After an evaluation, GNOME has moved from Bugzilla to GitLab. Learn more about GitLab.
No new issues can be reported in GNOME Bugzilla anymore.
To report an issue in a GNOME project, go to GNOME GitLab.
Do not go to GNOME Gitlab for: Bluefish, Doxygen, GnuCash, GStreamer, java-gnome, LDTP, NetworkManager, Tomboy.
Bug 11059 - Linux poll issue
Linux poll issue
Status: RESOLVED FIXED
Product: glib
Classification: Platform
Component: mainloop
unspecified
Other other
: Normal enhancement
: ---
Assigned To: gtkdev
gtkdev
: 558678 (view as bug list)
Depends on:
Blocks:
 
 
Reported: 2000-05-14 18:10 UTC by dhelder
Modified: 2014-11-29 04:54 UTC
See Also:
GNOME target: ---
GNOME version: ---


Attachments
gmain: don't pass the same fd to g_poll() multiple times (5.96 KB, patch)
2012-03-13 16:41 UTC, Dan Winship
none Details | Review
gmain: don't pass the same fd to g_poll() multiple times (10.89 KB, patch)
2013-01-07 14:12 UTC, Dan Winship
none Details | Review
gmain: don't pass the same fd to g_poll() multiple times (12.00 KB, patch)
2013-02-04 15:24 UTC, Dan Winship
none Details | Review
gmain: fix poll record comparison (896 bytes, patch)
2014-11-28 17:44 UTC, Allison Karlitskaya (desrt)
committed Details | Review

Description dhelder 2001-01-27 17:28:30 UTC
Package: glib
Version: 1.2.7 and earlier

Linux 2.2.14 and earlier versions doesn't like it when you poll more file
descriptors than you have [1].  Unfortunately, glib does this, if the
programmer calls add_watch multiple times for the same channel (ie, file
descriptor).  (I'm not sure if glib does it internally too.)

Solutions:

- Fix Linux.  This may have been fixed in Janauary.  I can't tell from
   mailing list.
- Patch g_main_poll to create only one GPollFD per FD.  This may require
   extra bookkeeping and/or loops.
- Detect in glib's configure and undefine HAVE_POLL to use g_poll.

Workarounds:

- Detect in your programs configure and define poll, which will override
   glibc's poll.  This is hacky, but probably what I'll end up doing.
- Call add_watch only once for each iochannel.  I think I can do this, but
   I'd rather not.

David

[1] http://www.uwsg.iu.edu/hypermail/linux/kernel/0001.1/0181.html




------- Additional Comments From dhelder@umich.edu 2000-10-29 14:11:17 ----

Subject: poll issue workaround
From: David Helder <dhelder@umich.edu>
To: 11059@bugs.gnome.org
Message-Id: <Pine.LNX.4.21.0010291359300.1073-100000@ask.eecs.umich.edu>
Date: Sun, 29 Oct 2000 14:11:17 -0500 (EST)
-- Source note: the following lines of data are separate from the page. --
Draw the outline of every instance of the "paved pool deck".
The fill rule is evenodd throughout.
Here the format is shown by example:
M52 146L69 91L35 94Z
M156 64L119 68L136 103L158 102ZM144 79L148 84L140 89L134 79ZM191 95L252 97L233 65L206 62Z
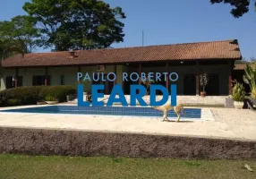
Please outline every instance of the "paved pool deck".
M35 106L1 107L0 111L31 107ZM249 109L217 107L202 108L202 111L210 112L209 115L212 114L214 120L189 121L182 117L180 123L175 123L175 118L170 118L170 122L161 122L158 117L2 112L0 127L104 131L256 141L255 112Z

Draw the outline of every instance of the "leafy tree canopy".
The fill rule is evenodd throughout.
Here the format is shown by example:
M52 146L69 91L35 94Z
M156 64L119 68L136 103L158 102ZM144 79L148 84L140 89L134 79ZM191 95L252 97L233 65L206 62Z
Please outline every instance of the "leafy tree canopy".
M31 0L23 9L56 51L105 48L124 41L122 8L100 0Z
M212 4L224 3L234 6L230 13L235 18L242 17L244 13L248 13L251 2L254 2L254 6L256 7L255 0L210 0Z
M0 38L8 41L7 44L22 48L25 53L31 53L41 42L35 23L36 21L29 16L16 16L10 21L0 21Z

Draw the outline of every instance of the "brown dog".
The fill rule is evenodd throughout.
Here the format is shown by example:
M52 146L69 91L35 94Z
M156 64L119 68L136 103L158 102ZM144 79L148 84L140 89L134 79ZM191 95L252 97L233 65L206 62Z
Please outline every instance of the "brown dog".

In my program, I'm testing for broken poll in configure.  If it's broken,
I compile and link in glibc's poll() that uses select, which GLib then
uses because it's loaded before glibc's poll() that uses the broken poll
syscall.  The test can be overriden by a flag (Linux packages would need
to assume its broken).  This fixes the problem.

Would you consider a patch that does this in GLib?  It would be simpler to
do in GLib since Glib already includes glibc's poll-that-uses-select.

David


-- 
      __          _    __  David Helder - University of Michigan
  ___/ /__ __  __(_)__/ /  dhelder@umich.edu
 / _  / _ `/ |/ / / _  /   http://www.eecs.umich.edu/~dhelder
 |_,_/|_,_/|___/_/|_,_/    Jungle Monkey: http://www.junglemonkey.net




------- Additional Comments From otaylor@redhat.com 2000-10-29 15:01:03 ----

Subject: Re: Bug#11059: poll issue workaround
From: Owen Taylor <otaylor@redhat.com>
To: 11059@bugs.gnome.org
Message-Id: <ybewverh0xs.fsf@fresnel.labs.redhat.com>
Date: 29 Oct 2000 15:01:03 -0500


David Helder <dhelder@umich.edu> writes:

> In my program, I'm testing for broken poll in configure.  If it's broken,
> I compile and link in glibc's poll() that uses select, which GLib then
> uses because it's loaded before glibc's poll() that uses the broken poll
> syscall.  The test can be overriden by a flag (Linux packages would need
> to assume its broken).  This fixes the problem.
> 
> Would you consider a patch that does this in GLib?  It would be simpler to
> do in GLib since Glib already includes glibc's poll-that-uses-select.

See:

 void        g_main_set_poll_func     (GPollFunc   func);

Beyond this, I really don't think it is appropriate for GLib to try to
work around system problems. The C library's function is to provide
an isolation layer between syscalls and userland.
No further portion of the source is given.